È esattamente a partire da questa consapevolezza che Max Mara ha costruito il proprio rapporto con l’universo femminile: dare forma a capi d’abbigliamento e accessori che non impongono un’immagine, ma offrono a chi li sceglie la possibilità di costruire e rinnovare nel tempo il proprio stile.
Sartorialità e innovazione, fin dalle origini
Il 1951 segna l’inizio di un progetto destinato a contribuire al rinnovamento dell’abbigliamento femminile. Nata a Reggio Emilia, Max Mara porta la cultura sartoriale oltre la dimensione dell’atelier e la inserisce in un sistema produttivo d’eccellenza, aprendo la strada a una nuova idea di prêt-à-porter: rigorosa nella costruzione, moderna nella visione e pensata per entrare concretamente nella vita delle donne.

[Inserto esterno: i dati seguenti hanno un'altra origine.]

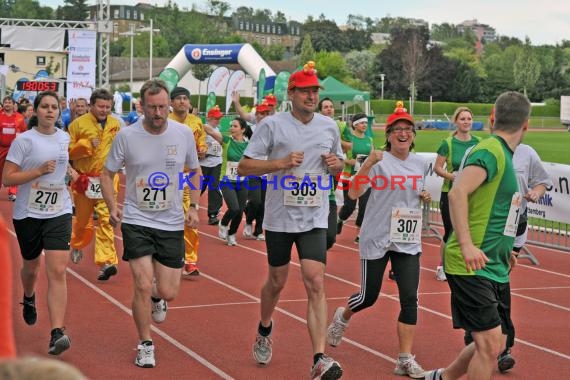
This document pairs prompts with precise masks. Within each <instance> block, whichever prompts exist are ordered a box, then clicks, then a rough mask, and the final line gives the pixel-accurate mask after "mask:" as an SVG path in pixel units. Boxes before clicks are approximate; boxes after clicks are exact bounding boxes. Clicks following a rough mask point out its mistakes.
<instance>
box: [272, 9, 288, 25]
mask: <svg viewBox="0 0 570 380" xmlns="http://www.w3.org/2000/svg"><path fill="white" fill-rule="evenodd" d="M273 22H279V23H283V24H286V23H287V16H285V13H283V12H281V11H277V12H276V13H275V16H273Z"/></svg>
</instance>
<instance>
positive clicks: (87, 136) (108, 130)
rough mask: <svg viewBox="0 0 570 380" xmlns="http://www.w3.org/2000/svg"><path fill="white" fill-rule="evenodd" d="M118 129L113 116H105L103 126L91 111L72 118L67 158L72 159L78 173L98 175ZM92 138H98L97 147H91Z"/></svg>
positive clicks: (116, 133) (116, 120) (101, 169)
mask: <svg viewBox="0 0 570 380" xmlns="http://www.w3.org/2000/svg"><path fill="white" fill-rule="evenodd" d="M120 129H121V125H120V124H119V121H118V120H117V119H116V118H114V117H113V116H107V120H106V122H105V128H103V127H101V124H99V122H98V121H97V119H96V118H95V116H94V115H93V114H92V113H91V112H88V113H86V114H85V115H82V116H80V117H78V118H77V119H75V120H73V121H72V122H71V124H70V125H69V128H68V132H69V136H70V142H69V159H70V160H72V161H73V168H74V169H75V170H77V171H79V172H80V173H85V174H87V173H89V174H92V175H98V174H99V173H100V172H101V170H102V169H103V164H104V163H105V159H106V158H107V154H109V150H110V149H111V143H112V142H113V139H114V138H115V136H116V135H117V133H119V130H120ZM92 139H99V146H98V147H97V148H93V145H92V144H91V140H92Z"/></svg>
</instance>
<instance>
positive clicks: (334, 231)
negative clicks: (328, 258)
mask: <svg viewBox="0 0 570 380" xmlns="http://www.w3.org/2000/svg"><path fill="white" fill-rule="evenodd" d="M337 218H338V217H337V212H336V200H335V199H329V224H328V228H327V251H328V250H329V249H330V248H331V247H332V246H333V245H334V243H336V222H337Z"/></svg>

Precisione del taglio, cura delle finiture e attenzione alla vestibilità diventano così parte di un metodo progettuale capace di coniugare alta qualità e funzionalità.
Innovare, per la Maison, non significa inseguire ogni cambiamento, ma interpretare l’evoluzione delle donne e del loro modo di vivere. Le collezioni nascono da un equilibrio costante tra rigore e libertà, estetica e funzione, riconoscibilità e possibilità di interpretazione. Linee definite, proporzioni studiate e materiali selezionati danno forma a capi che non sovrastano la personalità di chi li indossa, ma la accompagnano.
Un guardaroba completo, con il capospalla al centro
Questa filosofia attraversa l’intero universo Max Mara. Abiti, completi, pantaloni, gonne e maglieria si affiancano a borse, calzature e accessori per comporre un guardaroba articolato, pensato per occasioni e momenti differenti.
Una posizione centrale è riservata ai capispalla, territorio in cui la competenza progettuale della Maison incontra la conoscenza dei tessuti, la costruzione sartoriale e l’attenzione alla vestibilità.
I cappotti, tra i capi più emblematici e riconoscibili di Max Mara, rappresentano una componente essenziale di questa identità. Accanto a giacche, modelli imbottiti, blazer e trench, definiscono una proposta ampia e coerente, espressione di una cultura del capospalla ormai parte integrante del patrimonio del brand.
Nuove proporzioni per un classico: il trench corto
All’interno della proposta, il trench corto da donna rilegge un modello dalla lunga tradizione attraverso lunghezze compatte e un’attitudine più dinamica. Le diverse interpretazioni comprendono costruzioni monopetto e doppiopetto, silhouette dritte, boxy oppure più morbide, accanto a elementi caratteristici come mantelline, cinture e alamari.
La proporzione corta permette al capo di inserirsi con facilità in combinazioni diverse. Può accompagnare un completo sartoriale, completare un abito o dare struttura a un look più informale, senza appesantire la figura. Allo stesso tempo, conserva i codici distintivi del trench e li adatta alle esigenze della quotidianità, soprattutto durante le stagioni di passaggio.
Un patrimonio che evolve insieme alle donne
Dalla sartorialità alla ricerca sulle forme, Max Mara continua così a mettere il proprio patrimonio al servizio delle donne. Ogni collezione rinnova un dialogo iniziato oltre settant’anni fa, con l’obiettivo di creare un guardaroba capace di evolvere insieme a chi lo sceglie e di accompagnarne l’identità con qualità, carattere e misura.